There are several limitations in this study. First, S100A8 expression was read manually and TMAs were used instead of evaluating whole sections though some countermeasures were adopted to minimize the limitation: setting strict reading criteria, categorization of continuous values, and use of multiple TMA cores. Second, caution must be exercised when interpreting of S100A8+ ICs as MDSCs since S100A8 is only a surrogate marker of MDSCs and other immune cells such as macrophages and neutrophils can also express S100A8. MDSC can be classified into polymorphonuclear MDSC and monocytic MDSC, each having a different role in a tumor.

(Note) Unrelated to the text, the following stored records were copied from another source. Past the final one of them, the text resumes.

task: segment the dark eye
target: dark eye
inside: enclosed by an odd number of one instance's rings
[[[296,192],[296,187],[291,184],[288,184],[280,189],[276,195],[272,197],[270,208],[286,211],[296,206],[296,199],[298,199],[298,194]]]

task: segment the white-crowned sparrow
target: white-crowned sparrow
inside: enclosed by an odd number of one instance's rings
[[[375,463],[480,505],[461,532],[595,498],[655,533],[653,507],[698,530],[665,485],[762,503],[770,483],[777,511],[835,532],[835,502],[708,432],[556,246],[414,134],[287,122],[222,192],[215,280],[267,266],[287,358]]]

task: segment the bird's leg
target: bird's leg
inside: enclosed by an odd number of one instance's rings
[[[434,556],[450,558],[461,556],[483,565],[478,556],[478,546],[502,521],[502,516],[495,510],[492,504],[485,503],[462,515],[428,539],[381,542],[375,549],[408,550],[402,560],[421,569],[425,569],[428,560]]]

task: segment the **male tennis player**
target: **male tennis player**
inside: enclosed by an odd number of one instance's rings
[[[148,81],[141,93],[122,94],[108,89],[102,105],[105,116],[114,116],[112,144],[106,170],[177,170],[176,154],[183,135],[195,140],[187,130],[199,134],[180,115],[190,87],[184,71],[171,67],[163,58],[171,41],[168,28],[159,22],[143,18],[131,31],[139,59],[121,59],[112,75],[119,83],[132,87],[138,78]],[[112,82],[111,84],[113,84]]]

For detailed phenotypic analysis, follow-up studies using other objective methods such as flow cytometry or multiplex immunohistochemistry is needed to elucidate the role of specific subset of MDSCs.

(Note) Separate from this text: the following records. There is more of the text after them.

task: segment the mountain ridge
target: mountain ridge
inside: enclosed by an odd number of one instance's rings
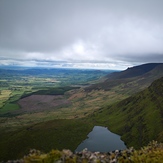
[[[152,140],[163,142],[162,97],[163,77],[145,90],[100,109],[95,120],[122,135],[128,146],[139,148]]]

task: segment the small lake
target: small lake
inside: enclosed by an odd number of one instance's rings
[[[88,138],[75,151],[79,152],[84,148],[92,152],[110,152],[116,149],[126,149],[127,147],[120,138],[119,135],[110,132],[106,127],[94,126],[93,130],[88,134]]]

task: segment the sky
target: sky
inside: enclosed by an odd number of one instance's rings
[[[0,0],[0,65],[163,62],[163,0]]]

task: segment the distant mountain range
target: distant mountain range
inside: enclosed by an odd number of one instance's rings
[[[163,76],[163,63],[147,63],[108,74],[99,83],[86,88],[91,90],[110,90],[118,86],[119,91],[129,95],[147,88],[154,80]]]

In conclusion, infiltration of S100A8+ IC was associated with aggressive clinicopathological features and poor clinical outcome in our breast cancer patients. S100A8+ ICs were already present in early stage of breast cancer and were associated with increased CD4+, CD8+, FOXP3+ TILs and PD-L + ICs infiltration. In combined survival analyses, prognostic impact of S100A8+ ICs was stronger in HR-positive, PD-L1+ IC (−), CD8+ TIL-low and FOXP3+ TIL-low subgroups, which are characterized as less immunogenic tumors. In those breast cancer patients, evaluation of S100A8+ IC may be helpful in planning additional treatment. Further investigation on MDSCs and therapeutic intervention targeting MDSC-associated molecules including S100A8 is warranted.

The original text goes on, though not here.